Semarang, isknews.com – Gubernur Jawa Tengah (Jateng) Ganjar Pranowo resmi meneken besaran Upah Minimum Kabupaten/Kota (UMK), Senin (21/1) sore. Keputusan besaran kenaikan UMK tersebut diterbitkan melalui SK No.560/50 Tahun 2016, dan mulai berlaku mulai 1 Januari 2017.

cymera_20161121_224238

Menurut Ganjar dilansir dari jatengprov.go.id, penetapan kenaikan UMK 2017 berdasarkan rekomendasi bupati/ wali kota serta atas saran dan pertimbangan Dewan Pertimbangan Provinsi Jawa Tengah.
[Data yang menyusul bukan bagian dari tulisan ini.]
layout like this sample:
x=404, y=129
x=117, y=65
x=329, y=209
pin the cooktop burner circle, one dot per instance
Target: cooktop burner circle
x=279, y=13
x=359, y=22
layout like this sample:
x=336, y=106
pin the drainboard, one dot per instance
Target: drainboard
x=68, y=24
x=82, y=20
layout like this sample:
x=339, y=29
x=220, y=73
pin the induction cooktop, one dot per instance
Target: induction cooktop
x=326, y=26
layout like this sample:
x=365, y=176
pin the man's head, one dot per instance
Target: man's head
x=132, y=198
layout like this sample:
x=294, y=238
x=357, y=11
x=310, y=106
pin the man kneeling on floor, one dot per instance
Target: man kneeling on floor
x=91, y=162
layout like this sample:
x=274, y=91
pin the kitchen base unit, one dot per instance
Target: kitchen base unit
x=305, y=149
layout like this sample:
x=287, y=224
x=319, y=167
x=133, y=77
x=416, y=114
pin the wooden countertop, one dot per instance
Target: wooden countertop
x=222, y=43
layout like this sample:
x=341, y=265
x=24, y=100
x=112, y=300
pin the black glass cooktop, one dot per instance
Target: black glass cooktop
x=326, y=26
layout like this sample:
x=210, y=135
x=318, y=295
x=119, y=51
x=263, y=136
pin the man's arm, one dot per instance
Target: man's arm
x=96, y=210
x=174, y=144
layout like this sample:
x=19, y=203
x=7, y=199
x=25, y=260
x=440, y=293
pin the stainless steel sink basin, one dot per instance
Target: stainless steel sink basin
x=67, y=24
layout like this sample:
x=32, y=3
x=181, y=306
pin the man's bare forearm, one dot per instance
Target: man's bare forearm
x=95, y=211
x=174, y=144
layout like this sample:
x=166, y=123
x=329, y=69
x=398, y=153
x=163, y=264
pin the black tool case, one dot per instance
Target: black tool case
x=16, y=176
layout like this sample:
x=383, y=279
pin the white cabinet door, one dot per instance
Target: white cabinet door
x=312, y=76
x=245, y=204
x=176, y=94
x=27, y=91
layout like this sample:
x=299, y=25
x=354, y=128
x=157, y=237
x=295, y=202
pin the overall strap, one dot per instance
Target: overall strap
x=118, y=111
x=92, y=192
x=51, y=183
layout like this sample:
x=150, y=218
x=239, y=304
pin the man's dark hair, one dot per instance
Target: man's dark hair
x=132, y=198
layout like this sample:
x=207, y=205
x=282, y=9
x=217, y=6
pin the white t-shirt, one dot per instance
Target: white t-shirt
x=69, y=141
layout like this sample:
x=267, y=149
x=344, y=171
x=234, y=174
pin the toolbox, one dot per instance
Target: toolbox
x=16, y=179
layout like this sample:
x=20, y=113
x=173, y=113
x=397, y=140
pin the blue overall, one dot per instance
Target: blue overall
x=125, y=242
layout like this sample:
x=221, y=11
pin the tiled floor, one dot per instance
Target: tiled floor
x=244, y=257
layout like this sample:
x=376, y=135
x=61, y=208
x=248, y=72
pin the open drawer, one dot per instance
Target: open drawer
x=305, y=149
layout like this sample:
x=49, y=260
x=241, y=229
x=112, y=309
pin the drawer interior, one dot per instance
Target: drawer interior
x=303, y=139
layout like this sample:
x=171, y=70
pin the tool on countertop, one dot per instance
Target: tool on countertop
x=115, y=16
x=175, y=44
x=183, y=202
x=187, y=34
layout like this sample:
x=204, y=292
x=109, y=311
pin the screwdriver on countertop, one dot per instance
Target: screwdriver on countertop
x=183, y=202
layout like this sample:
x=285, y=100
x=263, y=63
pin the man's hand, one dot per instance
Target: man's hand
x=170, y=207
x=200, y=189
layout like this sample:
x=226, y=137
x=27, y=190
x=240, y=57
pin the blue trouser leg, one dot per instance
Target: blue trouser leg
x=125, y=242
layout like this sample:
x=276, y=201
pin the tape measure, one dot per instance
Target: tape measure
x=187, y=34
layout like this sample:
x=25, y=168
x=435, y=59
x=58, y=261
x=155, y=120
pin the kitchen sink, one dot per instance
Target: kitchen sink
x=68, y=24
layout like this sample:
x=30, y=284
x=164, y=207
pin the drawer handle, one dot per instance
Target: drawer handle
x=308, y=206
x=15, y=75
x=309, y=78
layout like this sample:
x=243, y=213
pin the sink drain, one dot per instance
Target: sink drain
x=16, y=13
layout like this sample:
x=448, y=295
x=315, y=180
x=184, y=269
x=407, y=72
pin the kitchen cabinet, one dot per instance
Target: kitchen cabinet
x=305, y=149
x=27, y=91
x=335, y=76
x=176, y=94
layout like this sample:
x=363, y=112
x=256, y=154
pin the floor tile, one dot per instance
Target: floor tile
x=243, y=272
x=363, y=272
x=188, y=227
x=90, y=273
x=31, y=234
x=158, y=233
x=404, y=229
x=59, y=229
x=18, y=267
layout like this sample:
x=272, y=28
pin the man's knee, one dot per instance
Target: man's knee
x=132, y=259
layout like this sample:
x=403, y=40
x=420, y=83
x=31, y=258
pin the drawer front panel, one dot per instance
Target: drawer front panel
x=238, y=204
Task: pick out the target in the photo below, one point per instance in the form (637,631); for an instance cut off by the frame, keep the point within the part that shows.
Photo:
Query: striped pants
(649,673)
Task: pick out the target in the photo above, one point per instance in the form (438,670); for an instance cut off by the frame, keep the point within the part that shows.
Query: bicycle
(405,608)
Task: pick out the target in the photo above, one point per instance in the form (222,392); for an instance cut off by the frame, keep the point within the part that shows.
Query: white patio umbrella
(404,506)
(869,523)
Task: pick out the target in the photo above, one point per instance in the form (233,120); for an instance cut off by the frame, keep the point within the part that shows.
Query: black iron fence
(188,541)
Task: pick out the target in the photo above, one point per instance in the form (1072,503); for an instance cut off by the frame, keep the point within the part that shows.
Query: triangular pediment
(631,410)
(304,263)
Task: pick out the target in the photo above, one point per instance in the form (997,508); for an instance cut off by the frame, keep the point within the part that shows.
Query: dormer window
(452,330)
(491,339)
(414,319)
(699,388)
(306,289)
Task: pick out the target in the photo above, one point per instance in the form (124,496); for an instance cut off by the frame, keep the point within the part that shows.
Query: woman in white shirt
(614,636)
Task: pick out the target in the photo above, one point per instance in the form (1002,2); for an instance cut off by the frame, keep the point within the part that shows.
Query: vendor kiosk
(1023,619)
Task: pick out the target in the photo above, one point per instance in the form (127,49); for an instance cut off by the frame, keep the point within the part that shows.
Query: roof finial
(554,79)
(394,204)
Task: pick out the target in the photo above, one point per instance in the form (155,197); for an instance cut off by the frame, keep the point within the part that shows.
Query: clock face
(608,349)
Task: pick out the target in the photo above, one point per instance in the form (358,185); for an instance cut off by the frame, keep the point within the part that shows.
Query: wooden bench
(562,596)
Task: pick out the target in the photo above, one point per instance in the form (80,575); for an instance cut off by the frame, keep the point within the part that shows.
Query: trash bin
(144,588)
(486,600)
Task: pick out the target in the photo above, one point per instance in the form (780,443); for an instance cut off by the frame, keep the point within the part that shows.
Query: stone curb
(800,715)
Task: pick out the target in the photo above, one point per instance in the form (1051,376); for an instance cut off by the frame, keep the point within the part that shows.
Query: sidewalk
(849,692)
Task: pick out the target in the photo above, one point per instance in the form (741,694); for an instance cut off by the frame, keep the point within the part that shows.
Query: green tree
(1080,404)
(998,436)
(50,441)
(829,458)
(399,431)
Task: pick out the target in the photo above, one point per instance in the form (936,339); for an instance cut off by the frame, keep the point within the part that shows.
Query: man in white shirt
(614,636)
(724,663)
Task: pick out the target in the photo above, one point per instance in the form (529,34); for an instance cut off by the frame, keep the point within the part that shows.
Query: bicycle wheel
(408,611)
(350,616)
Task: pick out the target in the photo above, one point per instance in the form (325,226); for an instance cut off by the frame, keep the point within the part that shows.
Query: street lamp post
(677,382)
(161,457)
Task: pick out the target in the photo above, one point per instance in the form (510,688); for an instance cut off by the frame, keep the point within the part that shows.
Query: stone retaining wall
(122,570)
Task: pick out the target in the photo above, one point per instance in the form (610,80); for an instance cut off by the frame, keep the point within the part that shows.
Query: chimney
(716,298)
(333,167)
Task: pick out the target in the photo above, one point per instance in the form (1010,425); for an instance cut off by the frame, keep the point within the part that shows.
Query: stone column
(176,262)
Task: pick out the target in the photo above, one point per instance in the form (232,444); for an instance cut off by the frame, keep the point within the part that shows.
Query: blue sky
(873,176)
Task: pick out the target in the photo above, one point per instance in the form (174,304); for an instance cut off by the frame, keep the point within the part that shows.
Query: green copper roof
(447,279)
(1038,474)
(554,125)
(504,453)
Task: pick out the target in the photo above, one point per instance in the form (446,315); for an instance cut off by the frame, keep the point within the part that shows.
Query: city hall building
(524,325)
UMK tertinggi adalah Kota Semarang sebesar Rp. 2.125.000 diikuti Kabupaten Demak Rp 1.900.000 dan Kabupaten Kendal Rp. 1.774.867. Sementara, UMK terendah adalah Kabupaten Banjarnegara sebesar Rp 1.370.000.

Ganjar menjelaskan, upah minimum merupakan upah bulanan terendah. Terdiri dari upah pokok, termasuk tunjangan tetap. Upah minimum hanya berlaku bagi pekerja atau buruh dengan tingkat paling rendah, yang punya masa kerja kurang dari satu tahun.

Bagi pekerja/ buruh yang masa kerjanya sudah lebih dari satu tahun, lanjutnya, upah ditetapkan sesuai kesepakatan antara pekerja/ buruh/ serikat pekerja dengan pengusaha (bipartrit). Kesepakatan itu, dengan mempertimbangkan produktivitas dan kemampuan perusahaan.